Conchúr White: Swirling Violets – Indie earworms that sound better with each listen

The Armagh musician’s gambit is an early contender for Irish debut album of the year

Swirling Violets
    
Artist: Conchúr White
Label: Bella Union

It may still be very early days, but the Armagh singer-songwriter Conchúr White has laid down a serious marker for Irish debut album of the year with Swirling Violets, a collection of indie earworms that sound better with each listen. As with all debuts, there are clear influences – mostly American – but the 11 tracks share, plus or minus, White’s ability to harness language, ringing guitars and melody to lure you into his world of young love, ambition and angst.
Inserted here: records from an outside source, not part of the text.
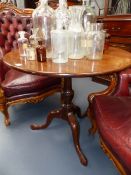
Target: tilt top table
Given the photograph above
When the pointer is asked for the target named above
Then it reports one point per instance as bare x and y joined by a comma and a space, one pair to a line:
114, 60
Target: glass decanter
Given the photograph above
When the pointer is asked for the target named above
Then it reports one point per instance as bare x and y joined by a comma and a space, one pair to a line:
62, 14
22, 44
43, 24
88, 15
76, 34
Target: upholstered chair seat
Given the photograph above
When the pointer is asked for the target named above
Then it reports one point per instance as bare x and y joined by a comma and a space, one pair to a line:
112, 115
16, 86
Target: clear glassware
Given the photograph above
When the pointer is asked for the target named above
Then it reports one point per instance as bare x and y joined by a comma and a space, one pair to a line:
31, 52
96, 42
62, 15
33, 38
59, 40
22, 44
43, 23
88, 15
76, 34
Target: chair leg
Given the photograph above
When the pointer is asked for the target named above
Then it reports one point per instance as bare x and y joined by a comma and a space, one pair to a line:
4, 108
6, 116
93, 128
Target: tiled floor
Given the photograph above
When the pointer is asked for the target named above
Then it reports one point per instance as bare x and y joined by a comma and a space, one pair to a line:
50, 151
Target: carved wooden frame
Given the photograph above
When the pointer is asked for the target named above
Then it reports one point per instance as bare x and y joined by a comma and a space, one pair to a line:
116, 162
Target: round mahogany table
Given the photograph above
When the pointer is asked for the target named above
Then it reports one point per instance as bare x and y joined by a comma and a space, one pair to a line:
114, 60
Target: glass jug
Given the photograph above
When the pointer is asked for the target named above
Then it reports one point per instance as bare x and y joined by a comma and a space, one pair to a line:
43, 24
76, 34
88, 15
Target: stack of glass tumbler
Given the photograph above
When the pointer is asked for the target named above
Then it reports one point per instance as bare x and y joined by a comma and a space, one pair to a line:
68, 32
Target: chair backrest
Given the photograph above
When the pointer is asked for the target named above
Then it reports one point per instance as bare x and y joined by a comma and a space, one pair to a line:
124, 84
13, 20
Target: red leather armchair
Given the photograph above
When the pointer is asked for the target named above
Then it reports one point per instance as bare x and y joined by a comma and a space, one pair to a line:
113, 120
15, 86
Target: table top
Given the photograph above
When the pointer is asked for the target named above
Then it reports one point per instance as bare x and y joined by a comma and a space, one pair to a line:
114, 59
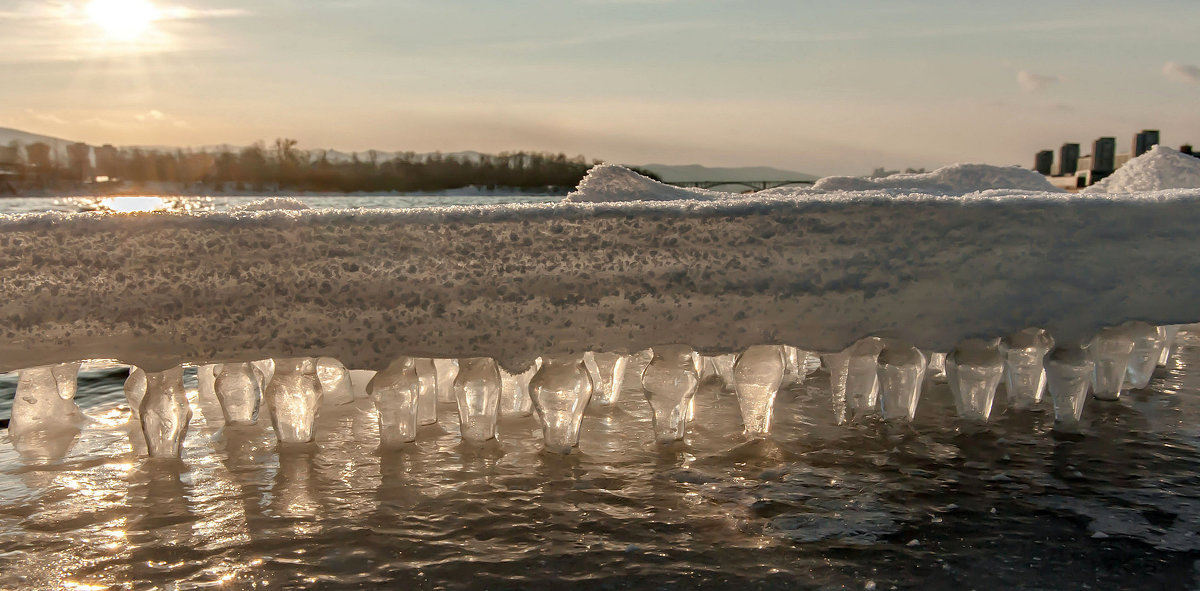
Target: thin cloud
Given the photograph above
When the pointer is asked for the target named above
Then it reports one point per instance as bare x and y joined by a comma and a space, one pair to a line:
1182, 72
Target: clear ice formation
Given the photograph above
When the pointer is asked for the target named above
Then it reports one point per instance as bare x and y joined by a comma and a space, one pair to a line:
45, 400
973, 370
1068, 376
294, 399
609, 378
1025, 377
561, 392
238, 390
477, 388
448, 370
1147, 350
427, 399
335, 382
670, 383
901, 369
757, 376
853, 378
396, 393
166, 413
1110, 352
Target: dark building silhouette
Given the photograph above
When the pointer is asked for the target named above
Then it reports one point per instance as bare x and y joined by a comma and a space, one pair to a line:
1044, 161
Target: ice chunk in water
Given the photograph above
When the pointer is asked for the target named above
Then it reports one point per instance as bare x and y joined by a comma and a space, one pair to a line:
166, 413
237, 388
448, 370
901, 369
1110, 352
973, 370
477, 388
396, 393
757, 376
1147, 350
1025, 377
294, 399
1068, 376
335, 382
611, 370
427, 398
561, 390
670, 383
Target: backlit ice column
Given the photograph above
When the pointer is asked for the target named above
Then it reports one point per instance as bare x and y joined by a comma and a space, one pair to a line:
1147, 350
238, 390
45, 400
853, 380
973, 370
396, 393
611, 369
670, 383
561, 392
478, 390
294, 398
1068, 377
448, 370
1025, 376
335, 382
1110, 352
427, 399
757, 376
901, 370
166, 413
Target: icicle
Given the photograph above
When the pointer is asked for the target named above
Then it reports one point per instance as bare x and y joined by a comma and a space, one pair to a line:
1068, 376
396, 393
166, 413
478, 390
1025, 377
611, 366
901, 370
757, 376
561, 390
237, 388
973, 371
294, 399
1110, 352
427, 398
448, 370
670, 382
335, 382
1147, 350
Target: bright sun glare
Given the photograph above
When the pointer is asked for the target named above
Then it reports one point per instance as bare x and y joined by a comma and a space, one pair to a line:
123, 19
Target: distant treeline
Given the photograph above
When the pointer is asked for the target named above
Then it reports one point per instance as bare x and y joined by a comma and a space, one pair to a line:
282, 166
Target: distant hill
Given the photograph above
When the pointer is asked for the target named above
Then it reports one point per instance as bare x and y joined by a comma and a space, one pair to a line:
694, 173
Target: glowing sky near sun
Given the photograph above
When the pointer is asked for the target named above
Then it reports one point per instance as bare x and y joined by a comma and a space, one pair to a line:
817, 87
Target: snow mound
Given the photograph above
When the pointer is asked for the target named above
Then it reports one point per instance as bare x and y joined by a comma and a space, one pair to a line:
954, 179
273, 204
613, 183
1155, 171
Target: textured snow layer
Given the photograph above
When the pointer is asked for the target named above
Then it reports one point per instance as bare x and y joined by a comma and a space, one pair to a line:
519, 281
954, 179
1155, 171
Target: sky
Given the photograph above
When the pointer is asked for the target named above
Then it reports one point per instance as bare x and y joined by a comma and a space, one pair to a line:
817, 87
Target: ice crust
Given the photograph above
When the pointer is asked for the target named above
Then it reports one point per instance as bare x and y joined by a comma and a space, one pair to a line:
513, 282
1153, 171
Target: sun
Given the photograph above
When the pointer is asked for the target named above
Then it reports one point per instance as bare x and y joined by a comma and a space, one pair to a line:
123, 19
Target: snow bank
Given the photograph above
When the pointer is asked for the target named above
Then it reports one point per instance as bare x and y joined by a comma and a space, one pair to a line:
612, 183
519, 281
1157, 169
954, 179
“I like surreal settings, but with tangible messages,” White has said. “There wasn’t a conscious theme, though the songs operate in the same sort of space, that sense of surrealism. There’s ghosts, there’s other worlds. There’s a cosmic feeling, questions about the beginning and the end and dreams. And then there’s simpler songs, love songs about the feelings of infatuation you have when you’re young.”

Ah, young love. White’s track 501s, encased in layered vocals and jangling guitars, is an affecting distillation of that fleeting period in time: “You were everything I ever needed.” The fear of failure haunts the infectious I Did Good Today, while Fawn seduces with its bittersweet chorus. But all bow to the opening track, The Holy Death, a real banger laced with a dark swagger. The quieter tunes, such as the evocative title track, are slower, more uneven burns, but, taken together, this is a very impressive and well-balanced debut.